Orlando studied each of the visible remains in turn. He had come across such things when they visited Italy and had felt then the stirrings of something within his blood. Hints, maybe of the Italian thread in his ancestry. He’d put it down then to being in the land of his great-great-grandfather, Baron Francisco Artigiano del Rame, and therefore simply a matter of absorbing the atmosphere. yet he felt it again now, for the first time in England, a tug of something that might just be familiarity.
Jonty, nudging Orlando’s elbow, gave him a smile, perhaps recognising where his thoughts might be straying.
“I’ve seen hypocausts before,” Orlando said, “but if someone could explain to me the exact workings of this one, that would help me in my calculations. I’ll also need all the measurements, flue diameters and the like, as exactly as possible.”
Kane, who showed more enthusiasm for his subject than many a student, began a detailed explanation of how the system worked, in a gratifyingly logical manner. He started with what they believed might be the site of the boiler house, although all that was too be seen were lumps and bumps in the turf, hardly visible to Orlando’s untutored eye. Kane indicated what was allegedly the line of the flue, then turned to where he had begun digging, an area which the team hoped might turn out to be a small bath house.
“It’s probably a reasonable guess, given its proximity to the small spring, now pretty well dry, which opens in the next but one field. It would have drained into what appears to be a culvert.”
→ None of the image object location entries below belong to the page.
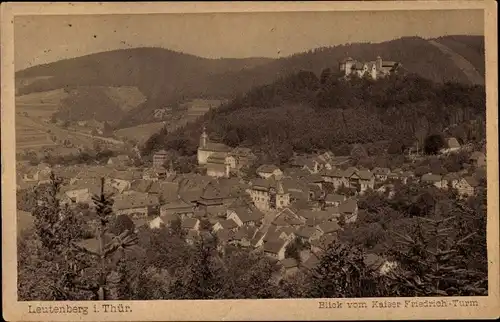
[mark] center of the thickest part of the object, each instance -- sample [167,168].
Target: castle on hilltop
[374,69]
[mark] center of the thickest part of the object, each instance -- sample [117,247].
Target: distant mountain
[166,77]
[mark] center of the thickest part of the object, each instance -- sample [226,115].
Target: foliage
[341,273]
[433,143]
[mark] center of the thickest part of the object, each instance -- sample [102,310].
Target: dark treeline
[305,113]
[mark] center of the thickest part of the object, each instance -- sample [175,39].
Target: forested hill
[304,112]
[165,77]
[416,54]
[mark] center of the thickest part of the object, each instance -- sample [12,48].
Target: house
[177,207]
[467,186]
[228,224]
[275,248]
[335,176]
[378,265]
[478,159]
[245,216]
[268,194]
[141,185]
[308,234]
[119,160]
[207,148]
[381,173]
[136,205]
[334,200]
[40,173]
[405,176]
[434,179]
[156,223]
[318,246]
[312,165]
[451,145]
[362,180]
[329,227]
[287,218]
[450,180]
[216,170]
[160,158]
[240,157]
[192,236]
[373,69]
[388,189]
[317,215]
[258,239]
[290,266]
[190,224]
[224,237]
[349,210]
[267,170]
[311,262]
[243,236]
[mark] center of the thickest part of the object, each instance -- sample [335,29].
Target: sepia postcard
[249,161]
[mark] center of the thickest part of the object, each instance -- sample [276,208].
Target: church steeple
[203,138]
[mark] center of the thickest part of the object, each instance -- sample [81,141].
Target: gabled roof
[364,174]
[373,261]
[267,168]
[472,181]
[311,262]
[289,263]
[274,246]
[348,206]
[452,143]
[476,155]
[141,185]
[217,157]
[228,224]
[224,235]
[451,176]
[306,232]
[245,232]
[190,223]
[135,201]
[215,147]
[381,171]
[329,227]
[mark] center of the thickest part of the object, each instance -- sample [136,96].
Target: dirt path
[465,66]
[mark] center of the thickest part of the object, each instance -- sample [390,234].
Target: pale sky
[44,39]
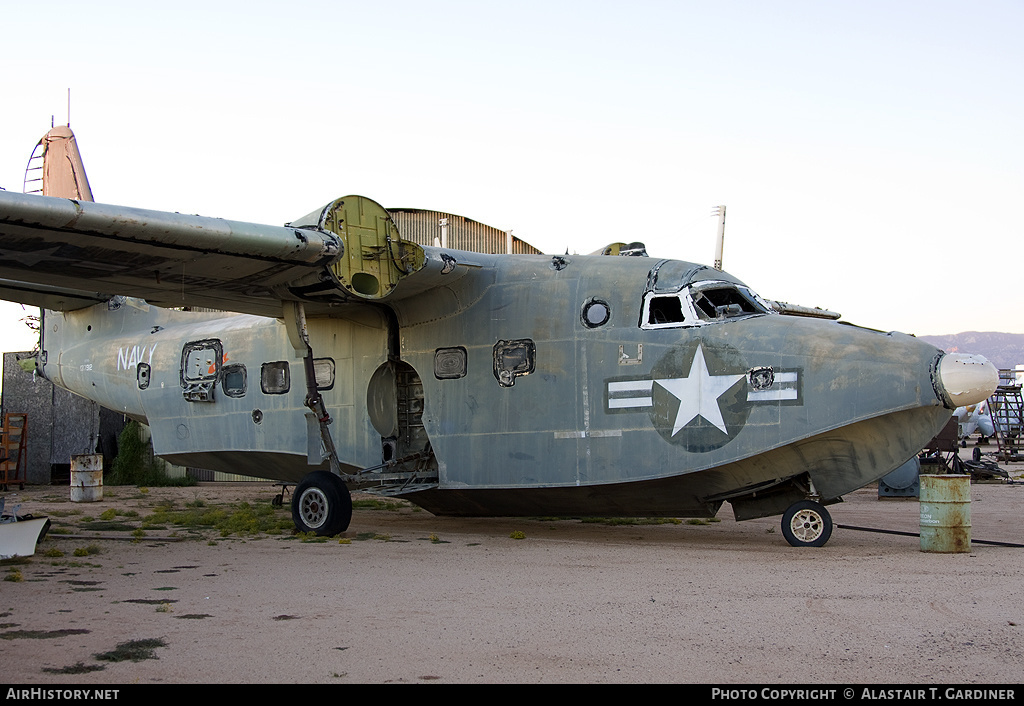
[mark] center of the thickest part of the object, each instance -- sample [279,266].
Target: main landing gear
[807,524]
[322,504]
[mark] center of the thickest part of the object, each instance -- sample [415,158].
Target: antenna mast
[720,242]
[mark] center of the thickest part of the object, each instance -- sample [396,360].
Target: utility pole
[720,242]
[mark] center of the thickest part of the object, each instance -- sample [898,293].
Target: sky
[869,154]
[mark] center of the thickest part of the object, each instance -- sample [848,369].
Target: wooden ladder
[12,456]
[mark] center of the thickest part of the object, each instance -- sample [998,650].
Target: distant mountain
[1004,349]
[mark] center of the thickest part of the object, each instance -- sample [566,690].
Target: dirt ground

As the student spoke, Orlando made some notes, despite Kane promising to put all the details onto paper and leave it in Orlando’s pigeonhole. Students’ promises weren’t always worth the breath they’d been spoken with. When all the details had been divulged, Orlando noticed that Jonty, evidently tired of heating systems, had gone off with Applecross to another field.
“They want to put in test pits there,” Kane said, gesturing in Jonty’s direction. “We think there may have been Iron Age occupation here, so we’d be looking for an enclosure ditch and possibly roundhouse.”
“That’s the Romans and the ancient British accounted for, so what about the Saxons?” Orlando asked. “Where did they do their eating, drinking and sleeping?”